One of our core research areas is propulsion science and engineering for the development of scramjet-powered hypersonic vehicles. We study fundamentals of fluid mechanics and combustion and their applications to the propulsion system. Particularly, scramjet inlet-isolator unstart, streamline-tracing inlet design, flow control, and supersonic combustion are the main focus of our research.
Supersonic Wind Tunnel
A supersonic wind tunnel (free-jet type) is under development. The test section is modulated. Thus, by replacing the nozzle part, the direct connect wind tunnel can be configured as well. The tunnel is currently equipped with a Mach 4.5 nozzle, and other Mach number nozzles are under fabrication. The test time of the tunnel is approximately 1 second. The test section has three optically-accessible windows for flow visualization. The pressure measurements are possible with Kulite sensors and signal conditioners.
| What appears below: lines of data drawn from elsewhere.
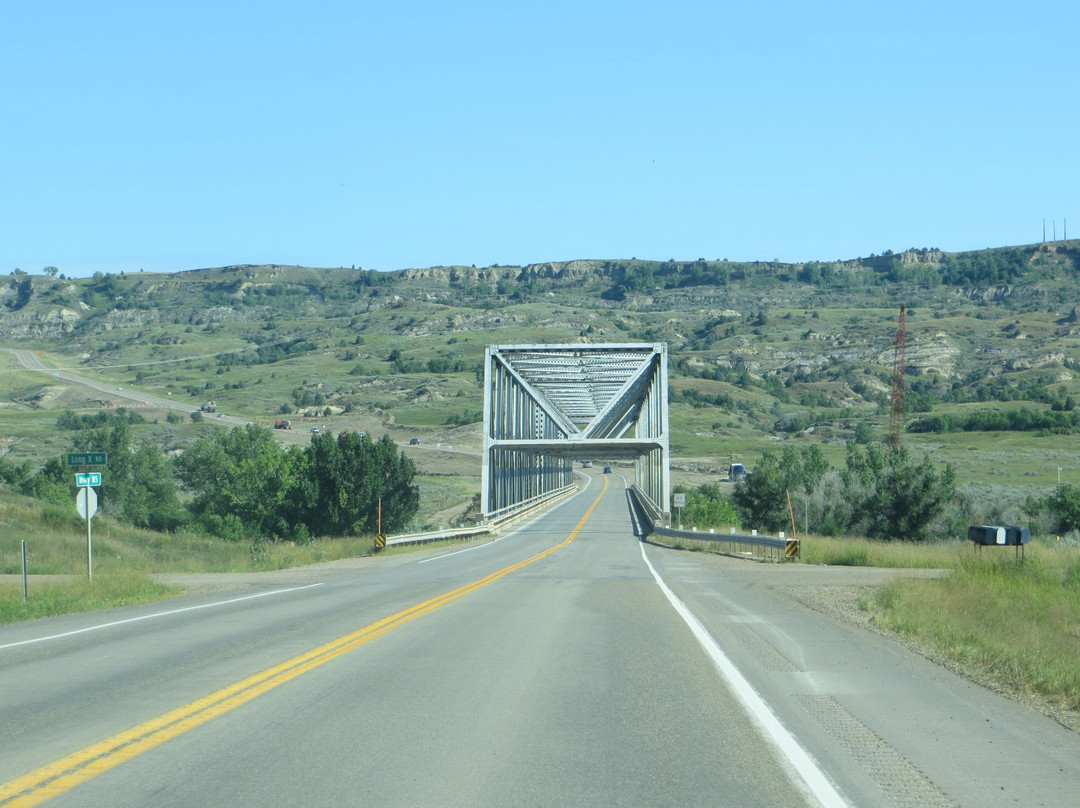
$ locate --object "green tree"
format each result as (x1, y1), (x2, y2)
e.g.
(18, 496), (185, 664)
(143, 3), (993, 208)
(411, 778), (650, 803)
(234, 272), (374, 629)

To increase the total enthalpy, electrical heaters will be added to the compressed gas supply lines.
Scramjet Unstart
Unstart refers a disgorgement of designed scramjet inlet flows due to mismatched upstream and downstream pressures, improper contraction of the captured flows, etc.
We study fundamentals of scramjet unstart and develop flow control methods to remedy the unstart issue in developing scramjet-powered vehicles.
Streamline-tracing Inlets
For more efficient compression, streamline-tracing inlets have been investigated. In our group, we are particularly interested in developing a scoop-type inlet that could reduce drag and improve efficiency.
We conduct both experimental and computational studies for scoop inlets.